Nearly four months later, more than 130 Israelis, including young women and teenage girls, remain under Hamas' control, following the initial onslaught, as seen in a gruesome video circulating online. There is also preliminary information that some people have been sexually abused in both cases. and a state of confinement.

Civilian authorities, with support from the Israel Defense Forces, coordinate all available resources to treat sexually abused hostages (including women in various stages of pregnancy) and provide medical and psychological assistance. We are creating a program to receive support.

Israeli authorities are preparing for the possibility that a female Hamas hostage will be released from captivity pregnant by rape. X/Daniel Brenner
Pregnant prisoners must decide whether to have an abortion or keep the baby. AFP (via Getty Images)

Holon's Wolfson Hospital has already prepared its infrastructure and established procedures to receive released prisoners. As part of the first phase, medical staff will examine each patient for injuries and, if a patient is found to be pregnant, assess the development of the fetus.

In the second phase, former Hamas hostages will be provided with assistance in processing their trauma. At that point, a decision must be made whether to terminate the pregnancy if it is safe for the mother to do so, or to carry the pregnancy to term.

Women who decide to keep their babies will receive financial, legal and mental health support from the government, the newspaper reported.

French Jewish women protested at the Feminist March in Paris, condemning French women's groups for their silence on the female Hamas victims of the October 7 terrorist attacks. Maya Vidon-White/UPI/Shutterstock

During a debate in Israel's parliament on Tuesday, Chen Almog Goldstein, 49, who was released after spending more than 50 days in Gaza, said some of the young female hostages had stopped menstruating. revealed.

“There are girls who don't get their periods for a long time. Perhaps we all have to pray that their bodies will protect them and that they will not become pregnant through rape,” she said.

Relatives of female prisoners have warned that the longer their loved ones are held captive, the more likely they are to become pregnant, as they urge Prime Minister Benjamin Netanyahu and foreign leaders to move quickly to free the remaining hostages. He emphasized that there is an increased risk of

The father of hostage Lili Albag, 18, fears for her safety. handout

The main concern is that if the women are not released for a few more months, it will be too late to terminate their pregnancies.

“We don't know how they will cope, but we must prepare now for the terrifying theoretical possibility that women will conceive or raise such children.
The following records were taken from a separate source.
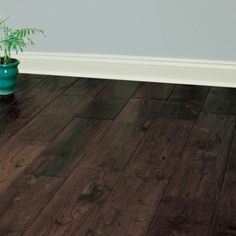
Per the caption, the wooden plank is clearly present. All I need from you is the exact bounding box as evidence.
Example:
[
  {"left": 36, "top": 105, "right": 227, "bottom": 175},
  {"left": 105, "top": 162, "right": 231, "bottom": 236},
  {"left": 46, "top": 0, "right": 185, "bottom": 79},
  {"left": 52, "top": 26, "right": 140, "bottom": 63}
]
[
  {"left": 209, "top": 137, "right": 236, "bottom": 235},
  {"left": 85, "top": 162, "right": 175, "bottom": 236},
  {"left": 16, "top": 95, "right": 89, "bottom": 142},
  {"left": 15, "top": 74, "right": 47, "bottom": 96},
  {"left": 27, "top": 118, "right": 110, "bottom": 177},
  {"left": 99, "top": 80, "right": 140, "bottom": 99},
  {"left": 203, "top": 87, "right": 236, "bottom": 115},
  {"left": 80, "top": 99, "right": 163, "bottom": 172},
  {"left": 0, "top": 138, "right": 46, "bottom": 193},
  {"left": 66, "top": 78, "right": 109, "bottom": 97},
  {"left": 77, "top": 81, "right": 139, "bottom": 120},
  {"left": 134, "top": 119, "right": 194, "bottom": 165},
  {"left": 133, "top": 83, "right": 175, "bottom": 100},
  {"left": 169, "top": 85, "right": 209, "bottom": 104},
  {"left": 24, "top": 168, "right": 118, "bottom": 236},
  {"left": 0, "top": 74, "right": 45, "bottom": 145},
  {"left": 83, "top": 120, "right": 193, "bottom": 236},
  {"left": 15, "top": 76, "right": 76, "bottom": 118},
  {"left": 0, "top": 175, "right": 64, "bottom": 236},
  {"left": 0, "top": 202, "right": 8, "bottom": 216},
  {"left": 0, "top": 118, "right": 28, "bottom": 146},
  {"left": 148, "top": 113, "right": 235, "bottom": 236},
  {"left": 160, "top": 85, "right": 208, "bottom": 120}
]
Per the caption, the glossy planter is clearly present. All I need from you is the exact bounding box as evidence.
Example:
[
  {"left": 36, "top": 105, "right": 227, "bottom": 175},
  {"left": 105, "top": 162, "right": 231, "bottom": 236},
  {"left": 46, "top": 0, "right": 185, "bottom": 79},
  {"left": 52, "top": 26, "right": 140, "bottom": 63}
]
[{"left": 0, "top": 59, "right": 20, "bottom": 95}]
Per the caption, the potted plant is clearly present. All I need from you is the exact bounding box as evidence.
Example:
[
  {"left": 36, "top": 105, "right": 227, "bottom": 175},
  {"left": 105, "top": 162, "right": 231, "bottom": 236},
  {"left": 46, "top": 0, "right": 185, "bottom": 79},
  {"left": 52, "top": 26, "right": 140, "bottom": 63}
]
[{"left": 0, "top": 18, "right": 44, "bottom": 95}]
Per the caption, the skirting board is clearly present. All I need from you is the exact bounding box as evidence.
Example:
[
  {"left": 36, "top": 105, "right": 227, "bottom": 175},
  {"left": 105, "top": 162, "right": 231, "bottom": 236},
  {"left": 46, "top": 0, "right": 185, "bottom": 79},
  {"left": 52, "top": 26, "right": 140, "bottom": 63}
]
[{"left": 14, "top": 52, "right": 236, "bottom": 87}]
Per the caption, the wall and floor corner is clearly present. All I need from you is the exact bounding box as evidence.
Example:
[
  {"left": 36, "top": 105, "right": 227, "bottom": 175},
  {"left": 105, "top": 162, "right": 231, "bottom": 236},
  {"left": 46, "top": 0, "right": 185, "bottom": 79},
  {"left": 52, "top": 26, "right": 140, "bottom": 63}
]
[{"left": 1, "top": 0, "right": 236, "bottom": 87}]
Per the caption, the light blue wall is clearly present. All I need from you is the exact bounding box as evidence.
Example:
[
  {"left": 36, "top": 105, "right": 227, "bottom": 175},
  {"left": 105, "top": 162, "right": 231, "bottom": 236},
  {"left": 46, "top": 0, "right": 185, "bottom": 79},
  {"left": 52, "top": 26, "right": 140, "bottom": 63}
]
[{"left": 0, "top": 0, "right": 236, "bottom": 61}]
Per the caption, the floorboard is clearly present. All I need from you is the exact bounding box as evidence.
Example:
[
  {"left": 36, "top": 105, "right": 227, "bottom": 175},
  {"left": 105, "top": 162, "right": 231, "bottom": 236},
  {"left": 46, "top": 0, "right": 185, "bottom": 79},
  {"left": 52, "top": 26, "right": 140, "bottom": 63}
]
[{"left": 0, "top": 74, "right": 236, "bottom": 236}]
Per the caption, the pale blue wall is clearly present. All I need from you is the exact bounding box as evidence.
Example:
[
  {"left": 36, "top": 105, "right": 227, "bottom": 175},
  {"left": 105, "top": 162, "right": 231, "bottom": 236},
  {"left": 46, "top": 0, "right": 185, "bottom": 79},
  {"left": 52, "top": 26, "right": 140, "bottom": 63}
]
[{"left": 0, "top": 0, "right": 236, "bottom": 61}]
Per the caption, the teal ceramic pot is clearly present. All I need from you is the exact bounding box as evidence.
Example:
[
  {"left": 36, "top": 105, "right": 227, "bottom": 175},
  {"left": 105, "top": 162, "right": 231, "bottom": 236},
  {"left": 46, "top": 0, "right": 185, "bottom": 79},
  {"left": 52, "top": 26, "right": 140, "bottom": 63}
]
[{"left": 0, "top": 59, "right": 20, "bottom": 95}]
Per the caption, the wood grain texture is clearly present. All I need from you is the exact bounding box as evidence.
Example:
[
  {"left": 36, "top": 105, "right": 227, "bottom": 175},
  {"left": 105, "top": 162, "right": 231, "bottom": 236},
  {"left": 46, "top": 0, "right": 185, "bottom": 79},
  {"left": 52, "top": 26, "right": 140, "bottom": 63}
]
[
  {"left": 77, "top": 81, "right": 139, "bottom": 120},
  {"left": 0, "top": 138, "right": 46, "bottom": 193},
  {"left": 24, "top": 168, "right": 118, "bottom": 236},
  {"left": 203, "top": 87, "right": 236, "bottom": 115},
  {"left": 0, "top": 74, "right": 236, "bottom": 236},
  {"left": 208, "top": 137, "right": 236, "bottom": 236},
  {"left": 17, "top": 77, "right": 76, "bottom": 118},
  {"left": 0, "top": 175, "right": 64, "bottom": 236},
  {"left": 27, "top": 118, "right": 111, "bottom": 177},
  {"left": 66, "top": 78, "right": 109, "bottom": 97},
  {"left": 81, "top": 99, "right": 163, "bottom": 172},
  {"left": 17, "top": 95, "right": 89, "bottom": 142},
  {"left": 160, "top": 85, "right": 208, "bottom": 120},
  {"left": 148, "top": 113, "right": 235, "bottom": 236},
  {"left": 133, "top": 83, "right": 175, "bottom": 100}
]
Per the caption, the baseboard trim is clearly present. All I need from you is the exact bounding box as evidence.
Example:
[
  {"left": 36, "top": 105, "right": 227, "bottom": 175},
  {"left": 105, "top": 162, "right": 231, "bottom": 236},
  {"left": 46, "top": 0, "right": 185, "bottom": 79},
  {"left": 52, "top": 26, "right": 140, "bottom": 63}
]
[{"left": 15, "top": 52, "right": 236, "bottom": 87}]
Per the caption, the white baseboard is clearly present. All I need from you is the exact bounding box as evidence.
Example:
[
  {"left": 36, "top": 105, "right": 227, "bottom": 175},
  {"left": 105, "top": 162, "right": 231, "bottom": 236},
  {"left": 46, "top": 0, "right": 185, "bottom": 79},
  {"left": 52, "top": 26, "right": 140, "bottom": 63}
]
[{"left": 15, "top": 53, "right": 236, "bottom": 87}]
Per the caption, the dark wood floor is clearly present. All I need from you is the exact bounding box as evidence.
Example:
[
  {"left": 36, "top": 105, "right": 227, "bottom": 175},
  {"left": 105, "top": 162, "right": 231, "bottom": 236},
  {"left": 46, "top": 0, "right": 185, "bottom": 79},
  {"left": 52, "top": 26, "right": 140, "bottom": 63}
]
[{"left": 0, "top": 75, "right": 236, "bottom": 236}]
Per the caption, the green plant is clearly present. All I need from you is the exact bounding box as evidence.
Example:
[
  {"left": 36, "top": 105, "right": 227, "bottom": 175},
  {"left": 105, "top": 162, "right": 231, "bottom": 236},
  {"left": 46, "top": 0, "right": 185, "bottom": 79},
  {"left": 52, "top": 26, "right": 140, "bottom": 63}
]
[{"left": 0, "top": 18, "right": 44, "bottom": 64}]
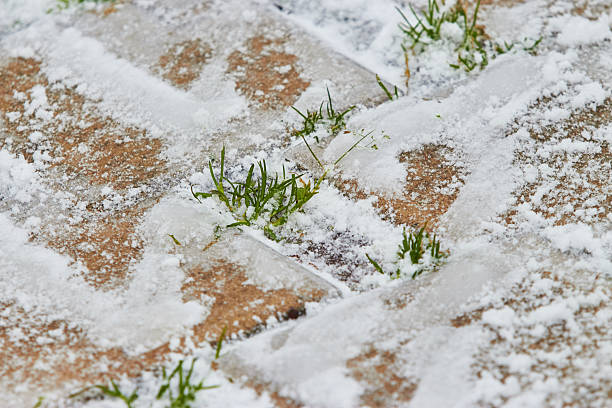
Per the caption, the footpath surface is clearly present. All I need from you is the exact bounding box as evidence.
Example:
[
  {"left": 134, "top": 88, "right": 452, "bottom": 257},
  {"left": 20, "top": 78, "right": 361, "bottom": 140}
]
[{"left": 0, "top": 0, "right": 612, "bottom": 408}]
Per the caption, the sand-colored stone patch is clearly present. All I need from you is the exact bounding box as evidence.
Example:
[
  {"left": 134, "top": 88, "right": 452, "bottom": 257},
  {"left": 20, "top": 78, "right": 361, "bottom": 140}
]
[
  {"left": 182, "top": 260, "right": 324, "bottom": 342},
  {"left": 158, "top": 38, "right": 212, "bottom": 89},
  {"left": 466, "top": 271, "right": 612, "bottom": 406},
  {"left": 0, "top": 303, "right": 169, "bottom": 395},
  {"left": 0, "top": 58, "right": 165, "bottom": 190},
  {"left": 0, "top": 58, "right": 166, "bottom": 286},
  {"left": 336, "top": 145, "right": 465, "bottom": 229},
  {"left": 346, "top": 346, "right": 418, "bottom": 408},
  {"left": 227, "top": 35, "right": 310, "bottom": 109},
  {"left": 505, "top": 99, "right": 612, "bottom": 225},
  {"left": 43, "top": 208, "right": 145, "bottom": 289}
]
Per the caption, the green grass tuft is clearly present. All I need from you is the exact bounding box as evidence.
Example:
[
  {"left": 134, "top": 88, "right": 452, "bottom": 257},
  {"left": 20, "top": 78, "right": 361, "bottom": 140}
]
[
  {"left": 376, "top": 74, "right": 399, "bottom": 101},
  {"left": 366, "top": 225, "right": 447, "bottom": 279},
  {"left": 291, "top": 88, "right": 355, "bottom": 143},
  {"left": 397, "top": 0, "right": 542, "bottom": 72},
  {"left": 156, "top": 358, "right": 219, "bottom": 408},
  {"left": 192, "top": 146, "right": 324, "bottom": 239}
]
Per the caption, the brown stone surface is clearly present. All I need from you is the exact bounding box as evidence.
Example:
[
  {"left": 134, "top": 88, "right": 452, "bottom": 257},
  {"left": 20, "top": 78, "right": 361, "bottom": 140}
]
[
  {"left": 0, "top": 58, "right": 166, "bottom": 286},
  {"left": 0, "top": 58, "right": 165, "bottom": 190},
  {"left": 346, "top": 346, "right": 418, "bottom": 408},
  {"left": 0, "top": 303, "right": 169, "bottom": 394},
  {"left": 182, "top": 259, "right": 324, "bottom": 341},
  {"left": 336, "top": 145, "right": 465, "bottom": 228},
  {"left": 227, "top": 35, "right": 310, "bottom": 109},
  {"left": 505, "top": 99, "right": 612, "bottom": 225},
  {"left": 158, "top": 38, "right": 212, "bottom": 89}
]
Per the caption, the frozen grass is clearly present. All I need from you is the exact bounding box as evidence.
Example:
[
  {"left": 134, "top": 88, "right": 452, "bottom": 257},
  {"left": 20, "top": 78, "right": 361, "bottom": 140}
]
[
  {"left": 397, "top": 0, "right": 542, "bottom": 72},
  {"left": 189, "top": 93, "right": 378, "bottom": 239},
  {"left": 69, "top": 327, "right": 227, "bottom": 408},
  {"left": 366, "top": 227, "right": 446, "bottom": 279},
  {"left": 191, "top": 147, "right": 325, "bottom": 240},
  {"left": 291, "top": 89, "right": 355, "bottom": 143},
  {"left": 156, "top": 359, "right": 219, "bottom": 408}
]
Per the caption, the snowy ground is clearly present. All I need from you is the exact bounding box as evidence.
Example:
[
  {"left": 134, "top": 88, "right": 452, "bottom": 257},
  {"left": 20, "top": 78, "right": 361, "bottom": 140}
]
[{"left": 0, "top": 0, "right": 612, "bottom": 408}]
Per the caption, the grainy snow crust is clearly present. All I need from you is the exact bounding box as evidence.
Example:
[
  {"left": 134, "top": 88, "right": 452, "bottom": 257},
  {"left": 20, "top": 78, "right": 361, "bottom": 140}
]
[{"left": 0, "top": 0, "right": 612, "bottom": 408}]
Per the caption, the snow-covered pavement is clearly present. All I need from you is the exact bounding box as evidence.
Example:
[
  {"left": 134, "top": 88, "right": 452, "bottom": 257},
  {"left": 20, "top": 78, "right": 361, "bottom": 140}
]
[{"left": 0, "top": 0, "right": 612, "bottom": 408}]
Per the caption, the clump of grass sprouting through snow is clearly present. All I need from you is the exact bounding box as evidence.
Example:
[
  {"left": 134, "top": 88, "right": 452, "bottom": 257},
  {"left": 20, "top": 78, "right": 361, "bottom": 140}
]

We have to stop the prisoners and not allow them to die there, bring them back and provide them with care,” Professor Tal Biron Shental, head of obstetrics and gynecology at Meir Medical Center in Kfar Saba, said recently. . told Israeli publication Maariv.

Harrowing accounts from former hostages have raised concerns that sexual violence is rampant in the tunnels in the Gaza Strip where Israelis are believed to be held.

Former POW Aviva Siegel recently told Israeli parliamentarians that she witnessed members of the terror group bringing “inappropriate clothes, doll clothes” to female prisoners of war.

Former hostages said women held by Hamas were given “doll clothes” and treated like “puppets.” AP

The female hostages “have become puppets who can do what they want, when they want, and it's hard to believe they're still there,” Siegel said.

Eli Albag, the father of 18-year-old Lili Albag, who was snatched from her bed by Hamas attackers on October 7 and has not been heard from for more than 50 days, told reporters in London this week. Freed prisoners looked away to see if the women were being raped.

“She was silent, but her face moved, so I knew something had happened there,” he recalled. “The hostages saw something, but they didn't want to tell us.”

“We believe that some of the girls – this is very difficult to say – [the terrorists] We are worried because he sexually attacked her,” the heartbroken father added.